The Big Apple can soon be at rake of new bright toilets.
A bill approved by Thursday to the City Council officials directly to create a plan to create a network of public bathrooms throughout the city.
“At this time we do not have a plan. We do not have a strategy. We have a hodgepodge of specific processes of the agency that create a disarticulated, atrophied and some could call a lack approach,” said Bill’s sponsor, Councilor Sandy Nurse on Thursday before the Board voted unanimously in support of the legislation.
The bill orders the city to develop a long -term bath plan that will be updated every year with the objective of adding at least 2,120 public bathrooms to the city by 2035, half of which would be publicly owned.

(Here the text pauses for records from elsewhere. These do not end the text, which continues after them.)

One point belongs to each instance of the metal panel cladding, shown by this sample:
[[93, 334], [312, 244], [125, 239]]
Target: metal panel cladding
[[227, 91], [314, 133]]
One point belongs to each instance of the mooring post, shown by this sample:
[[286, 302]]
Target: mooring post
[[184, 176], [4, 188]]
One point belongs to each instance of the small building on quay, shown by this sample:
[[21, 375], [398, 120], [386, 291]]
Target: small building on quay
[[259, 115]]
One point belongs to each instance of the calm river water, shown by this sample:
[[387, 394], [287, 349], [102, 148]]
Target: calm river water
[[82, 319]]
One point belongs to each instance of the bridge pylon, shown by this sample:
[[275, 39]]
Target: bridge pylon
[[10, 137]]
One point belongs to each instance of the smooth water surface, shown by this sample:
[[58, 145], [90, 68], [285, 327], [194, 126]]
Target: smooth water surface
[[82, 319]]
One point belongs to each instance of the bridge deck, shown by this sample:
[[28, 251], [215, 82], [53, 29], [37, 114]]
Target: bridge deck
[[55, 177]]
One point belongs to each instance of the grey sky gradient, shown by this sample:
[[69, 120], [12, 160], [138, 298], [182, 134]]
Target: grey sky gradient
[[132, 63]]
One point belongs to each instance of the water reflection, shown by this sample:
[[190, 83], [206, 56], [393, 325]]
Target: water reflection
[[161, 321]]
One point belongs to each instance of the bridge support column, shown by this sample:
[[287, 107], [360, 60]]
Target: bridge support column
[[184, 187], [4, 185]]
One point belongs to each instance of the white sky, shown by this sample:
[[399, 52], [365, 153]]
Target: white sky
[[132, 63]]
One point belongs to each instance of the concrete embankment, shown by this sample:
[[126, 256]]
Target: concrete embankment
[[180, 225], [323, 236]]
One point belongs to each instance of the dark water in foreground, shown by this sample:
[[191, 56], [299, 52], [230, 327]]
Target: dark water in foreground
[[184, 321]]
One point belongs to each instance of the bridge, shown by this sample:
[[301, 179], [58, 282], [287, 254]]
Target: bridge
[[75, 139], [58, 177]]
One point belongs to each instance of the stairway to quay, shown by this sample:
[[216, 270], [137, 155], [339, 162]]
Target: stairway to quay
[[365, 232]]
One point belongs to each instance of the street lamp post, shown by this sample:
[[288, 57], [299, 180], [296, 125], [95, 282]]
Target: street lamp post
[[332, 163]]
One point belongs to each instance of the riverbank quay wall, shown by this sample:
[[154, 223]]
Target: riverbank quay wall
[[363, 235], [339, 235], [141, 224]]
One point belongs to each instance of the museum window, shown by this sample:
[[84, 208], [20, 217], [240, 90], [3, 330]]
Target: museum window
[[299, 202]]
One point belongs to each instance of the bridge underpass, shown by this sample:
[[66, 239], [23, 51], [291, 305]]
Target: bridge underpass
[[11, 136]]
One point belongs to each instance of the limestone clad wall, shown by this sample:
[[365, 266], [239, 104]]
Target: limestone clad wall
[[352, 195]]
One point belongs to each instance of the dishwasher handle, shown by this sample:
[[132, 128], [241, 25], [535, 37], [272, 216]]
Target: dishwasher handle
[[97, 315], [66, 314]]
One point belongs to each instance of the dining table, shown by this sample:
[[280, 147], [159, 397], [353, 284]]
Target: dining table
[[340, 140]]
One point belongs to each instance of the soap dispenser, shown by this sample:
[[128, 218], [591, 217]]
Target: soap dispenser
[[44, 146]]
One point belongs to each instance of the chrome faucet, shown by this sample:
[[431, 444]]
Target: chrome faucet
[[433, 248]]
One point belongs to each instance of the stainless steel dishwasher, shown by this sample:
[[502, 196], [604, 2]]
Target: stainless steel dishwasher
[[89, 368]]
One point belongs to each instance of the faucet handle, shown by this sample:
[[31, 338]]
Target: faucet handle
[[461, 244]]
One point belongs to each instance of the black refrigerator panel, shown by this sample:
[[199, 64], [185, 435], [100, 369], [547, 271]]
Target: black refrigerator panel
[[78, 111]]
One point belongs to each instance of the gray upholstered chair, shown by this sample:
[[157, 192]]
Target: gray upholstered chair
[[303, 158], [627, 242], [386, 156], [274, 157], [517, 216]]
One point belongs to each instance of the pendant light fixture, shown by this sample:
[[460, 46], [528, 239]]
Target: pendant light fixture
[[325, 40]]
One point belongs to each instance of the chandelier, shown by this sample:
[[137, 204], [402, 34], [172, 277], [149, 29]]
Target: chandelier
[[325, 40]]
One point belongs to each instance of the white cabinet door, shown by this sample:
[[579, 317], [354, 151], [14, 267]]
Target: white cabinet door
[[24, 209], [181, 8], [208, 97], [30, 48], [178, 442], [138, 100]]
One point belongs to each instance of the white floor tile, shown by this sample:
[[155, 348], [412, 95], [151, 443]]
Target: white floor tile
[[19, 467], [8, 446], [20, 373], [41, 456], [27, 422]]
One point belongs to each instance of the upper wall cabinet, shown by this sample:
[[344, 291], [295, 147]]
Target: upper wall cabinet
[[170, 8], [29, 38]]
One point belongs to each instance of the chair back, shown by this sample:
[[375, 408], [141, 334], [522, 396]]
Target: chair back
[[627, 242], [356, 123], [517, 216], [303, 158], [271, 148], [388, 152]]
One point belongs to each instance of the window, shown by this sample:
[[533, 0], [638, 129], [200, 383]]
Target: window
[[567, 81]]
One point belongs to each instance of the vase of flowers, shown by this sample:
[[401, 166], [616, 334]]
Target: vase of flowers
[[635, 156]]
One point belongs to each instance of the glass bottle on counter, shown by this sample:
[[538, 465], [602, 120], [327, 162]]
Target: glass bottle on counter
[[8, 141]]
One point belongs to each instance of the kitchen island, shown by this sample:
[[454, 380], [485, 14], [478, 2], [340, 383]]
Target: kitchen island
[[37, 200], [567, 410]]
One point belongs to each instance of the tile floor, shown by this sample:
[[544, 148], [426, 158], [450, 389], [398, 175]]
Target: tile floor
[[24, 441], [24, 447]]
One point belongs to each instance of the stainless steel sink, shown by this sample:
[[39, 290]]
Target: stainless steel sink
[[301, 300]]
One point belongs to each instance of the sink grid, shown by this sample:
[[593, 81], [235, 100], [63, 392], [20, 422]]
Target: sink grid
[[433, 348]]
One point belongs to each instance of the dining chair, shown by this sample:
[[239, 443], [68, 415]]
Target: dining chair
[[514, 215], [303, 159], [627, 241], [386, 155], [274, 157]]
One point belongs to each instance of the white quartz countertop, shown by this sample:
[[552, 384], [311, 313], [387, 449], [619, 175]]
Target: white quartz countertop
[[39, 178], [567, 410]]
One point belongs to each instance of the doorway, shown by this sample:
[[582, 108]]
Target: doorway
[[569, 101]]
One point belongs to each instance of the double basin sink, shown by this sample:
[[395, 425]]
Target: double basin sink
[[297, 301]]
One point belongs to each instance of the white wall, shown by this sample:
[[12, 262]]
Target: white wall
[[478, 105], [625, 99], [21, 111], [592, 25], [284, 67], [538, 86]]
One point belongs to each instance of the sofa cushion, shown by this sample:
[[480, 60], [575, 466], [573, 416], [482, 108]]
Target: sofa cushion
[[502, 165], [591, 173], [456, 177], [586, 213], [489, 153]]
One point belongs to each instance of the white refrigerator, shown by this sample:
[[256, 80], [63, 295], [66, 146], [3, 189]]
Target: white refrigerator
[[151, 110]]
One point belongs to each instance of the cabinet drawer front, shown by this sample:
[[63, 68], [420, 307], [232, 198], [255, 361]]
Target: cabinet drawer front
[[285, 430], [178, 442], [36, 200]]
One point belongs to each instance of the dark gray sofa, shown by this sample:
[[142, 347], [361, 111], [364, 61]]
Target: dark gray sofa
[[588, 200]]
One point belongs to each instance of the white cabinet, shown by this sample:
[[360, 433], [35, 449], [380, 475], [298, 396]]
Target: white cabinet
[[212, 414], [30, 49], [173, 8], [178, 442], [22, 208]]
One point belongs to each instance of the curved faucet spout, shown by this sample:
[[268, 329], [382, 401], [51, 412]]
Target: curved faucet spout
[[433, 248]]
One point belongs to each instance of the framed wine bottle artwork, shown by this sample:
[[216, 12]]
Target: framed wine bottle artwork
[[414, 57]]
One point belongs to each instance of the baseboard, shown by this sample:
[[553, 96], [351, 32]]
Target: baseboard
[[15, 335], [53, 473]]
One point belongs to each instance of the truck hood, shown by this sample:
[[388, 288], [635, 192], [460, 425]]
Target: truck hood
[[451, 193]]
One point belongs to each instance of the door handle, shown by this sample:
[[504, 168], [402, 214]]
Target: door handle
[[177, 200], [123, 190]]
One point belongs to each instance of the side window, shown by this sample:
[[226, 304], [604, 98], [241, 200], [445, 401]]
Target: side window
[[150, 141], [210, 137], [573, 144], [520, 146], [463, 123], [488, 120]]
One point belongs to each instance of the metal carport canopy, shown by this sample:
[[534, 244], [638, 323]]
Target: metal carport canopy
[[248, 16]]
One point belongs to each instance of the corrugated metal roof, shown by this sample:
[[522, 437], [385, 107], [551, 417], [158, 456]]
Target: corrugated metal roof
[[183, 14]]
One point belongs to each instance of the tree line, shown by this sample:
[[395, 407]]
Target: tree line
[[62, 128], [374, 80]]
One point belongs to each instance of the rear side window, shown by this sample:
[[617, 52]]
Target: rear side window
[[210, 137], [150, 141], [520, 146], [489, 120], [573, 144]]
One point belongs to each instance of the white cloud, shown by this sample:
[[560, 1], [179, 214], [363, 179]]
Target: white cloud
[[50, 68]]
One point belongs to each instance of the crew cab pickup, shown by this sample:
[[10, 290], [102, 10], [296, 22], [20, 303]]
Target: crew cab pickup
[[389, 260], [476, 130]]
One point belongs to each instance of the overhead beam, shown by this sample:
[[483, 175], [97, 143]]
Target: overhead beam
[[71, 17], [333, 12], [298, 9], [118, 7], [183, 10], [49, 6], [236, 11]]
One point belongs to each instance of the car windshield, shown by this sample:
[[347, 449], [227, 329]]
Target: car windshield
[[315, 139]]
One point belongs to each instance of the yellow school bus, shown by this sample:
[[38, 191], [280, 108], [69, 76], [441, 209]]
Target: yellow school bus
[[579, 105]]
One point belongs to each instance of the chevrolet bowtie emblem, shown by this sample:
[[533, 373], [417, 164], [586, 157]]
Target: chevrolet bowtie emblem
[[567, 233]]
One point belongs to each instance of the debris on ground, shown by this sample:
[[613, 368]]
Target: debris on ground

New York City currently has around 1,100 public bathrooms for its 8.6 million residents, or approximately a bath for 7,800 residents.
The nurse’s legislation aims to achieve an “objective relationship” or a bath for every 2,000 residents of the city.
“We are a growing city,” said the nurse. “But we have not been able to address this problem.”
The New York Police issued 9,904 criminal and civil citations to urinate in the Public Fiscal Year 2024, an increase of 46 percent compared to the previous year, according to the mayor’s preliminary management report.
“No one should have to experience the humiliation or stress of having to relieve in the street,” Nurse said.
The nurse said that more bathrooms would reduce public urine citation.
A fiscal impact declaration of the mayor’s office and the City Council said that the bill will not cost taxpayers money, since it only directs the City Planning Department (DCP), the Department of Parks and Recreation (DPR) and the Department of Transportation (DOT) to plan For the bathrooms: the legislation does not order the agencies to build the bathrooms.
But the nurse said the bathrooms will be expectations.
“For example, a park bath with a woman and a man, separate areas, brick and mortar are almost $ 3 to $ 5 million,” Nurse said, added that he has been building for about five years.
A spokesman for the New York city parks department did not immediately respond to the post -bath cost of the public bath.
The nurse said that the planning period will help the city agencies to find ways to reduce the costs of the expensive public baths.
“There are new models out there. There are new ways in which other cities are achieving the objectives of a larger bathing network, and we are beginning to go on board with that,” Nurse said.
A public bath in the Noe Valley neighborhood of San Francisco went viral as an example of government waste when it had an initial price of $ 1.7 million in 2022. After receiving donations, the city was with a prefabricated bathroom and the total projects that are based on the total of when they totally total it when the complete ones for the total total of last year.
“I have a modular unit in my district called Portland Loo. It is the first in Brooklyn. It costs a little less than one million dollars and it is less than a year.
But in New York City, more bathrooms are not always equivalent to more opportunities to go to the bathroom. A report on the state of public bathrooms in New York City, published by the City Council last fall, said that two thirds of all the bathrooms inspected for the report were closed or had health and safety problems that made them unusable.
The council also found that 10 percent of the bathrooms had no operation, 10 percent or cooling lacked soap, 13 percent did not have toilet paper and there was garbage scattered in almost 40 percent of the bathrooms to the report.
“The parks and each agency must make it better to carry all our public spaces, our squares, our parks, our bathrooms, our garbage. Everything must be better invested. We need more capacity,” Nurse said.
A spokesman for the parks department did not respond immediately to a consultation of the publication on the cleaning of the Park Bathrooms.
Mayor Eric Adams still has to sign the bill before he becomes law. He supported a plan to add 46 public bathrooms to New York City last June.
“We need to put the resources to ride our public spaces so that we can enjoy spending time outside and that includes using the bath,” Nurse said.